Editor: Jeremy Telman
Oklahoma City University
School of Law

Thursday, October 5, 2023

Training Repayment Agreements in the News

Just yesterday, we posted about the debate over the FTC's plans to rein in non-competes.  One response has been Training Repayment Agreements (TRAs) or better still, Training Repayment Agreement Provisions (TRAPs). Thanks to guest contributions from Jonathan Harris (below left) here and here, as well as Miriam Cherry's review of Jonathan's work over at Jotwell, we have already been able to introduce readers to the topic.  Last week, H. Claire Brown published an article in The New York Times indicating how TRAPs work.

HarrisThe article begins with an illustration.  A physician assistant signed a TRAP when she began work, as part of the first day of work ritual at which your employer presents you with the take-it-or-be-unemployed terms of your employment.  The TRAP provided that she would be required to reimburse her employer $50,000 for on-the-job trainings she received if she left the job before 2025.  She left, providing four-months notice, and her former employer sued, seeking to recover $38,000 in training fees (a ridiculous valuation for the training the employee received) plus $100,000 (a suspiciously round and therefore almost certainly made-up number) supposedly representing loss of business.   One wonders on what theory they think they can recover such lost profits.

In a second illustration, we learn of another medical professional who took a job that paid $35,000/year.  After more than two years on the job, she tried to leave, and her employer sued her for $30,000 in training costs.

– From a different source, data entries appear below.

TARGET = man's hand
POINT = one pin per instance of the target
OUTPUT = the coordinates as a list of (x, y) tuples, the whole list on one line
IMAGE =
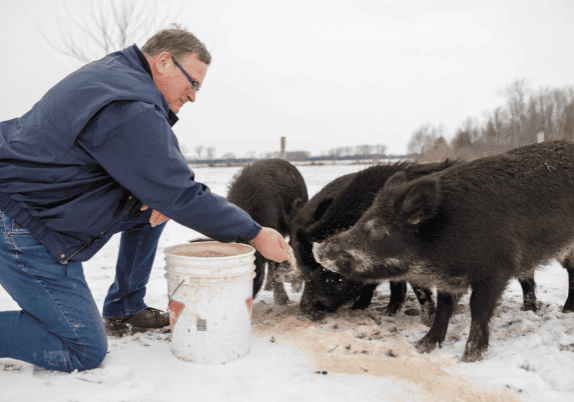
[(156, 218), (272, 245)]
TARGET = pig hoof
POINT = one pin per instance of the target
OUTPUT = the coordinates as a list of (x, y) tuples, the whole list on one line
[(427, 319), (471, 357), (297, 287), (391, 309), (425, 346), (530, 307)]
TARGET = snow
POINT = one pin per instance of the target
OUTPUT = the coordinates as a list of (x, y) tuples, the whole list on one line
[(346, 355)]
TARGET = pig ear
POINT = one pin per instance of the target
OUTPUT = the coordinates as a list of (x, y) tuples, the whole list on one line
[(297, 204), (421, 201), (322, 208), (396, 180)]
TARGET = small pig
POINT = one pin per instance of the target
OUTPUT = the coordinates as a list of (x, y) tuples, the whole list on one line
[(270, 191)]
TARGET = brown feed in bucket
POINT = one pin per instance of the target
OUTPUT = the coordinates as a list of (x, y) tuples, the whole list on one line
[(210, 250)]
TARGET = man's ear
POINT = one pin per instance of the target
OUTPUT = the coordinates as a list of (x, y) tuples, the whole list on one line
[(162, 62), (420, 201)]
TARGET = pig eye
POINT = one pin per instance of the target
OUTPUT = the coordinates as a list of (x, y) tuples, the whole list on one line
[(376, 228)]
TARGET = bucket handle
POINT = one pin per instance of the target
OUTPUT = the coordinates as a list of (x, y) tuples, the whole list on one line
[(176, 289)]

According to The Times, nearly 40% of nurses who joined the profession in the last decade have to sign a TRAP.  In California, TRAPs are already unenforceable if they amount to an attempt to shift training costs to employees.  They are only enforceable if designed to allow employees to improve their skills sets in ways that will benefit them throughout their careers.  Even so, The Times notes, the FTC has proposed rules that will ban TRAPs to the extent that they function as non-compete clauses.    Some states have already banned TRAPs.  

Jonathan Harris's spidey sense must have been tingling, because he just shared with us news of this story about the National Labor Relations Board suing an employer that allegedly subjects its employees to unlawful confidentiality, non-disparagement, non-compete, no-solicitation, and training repayment provisions.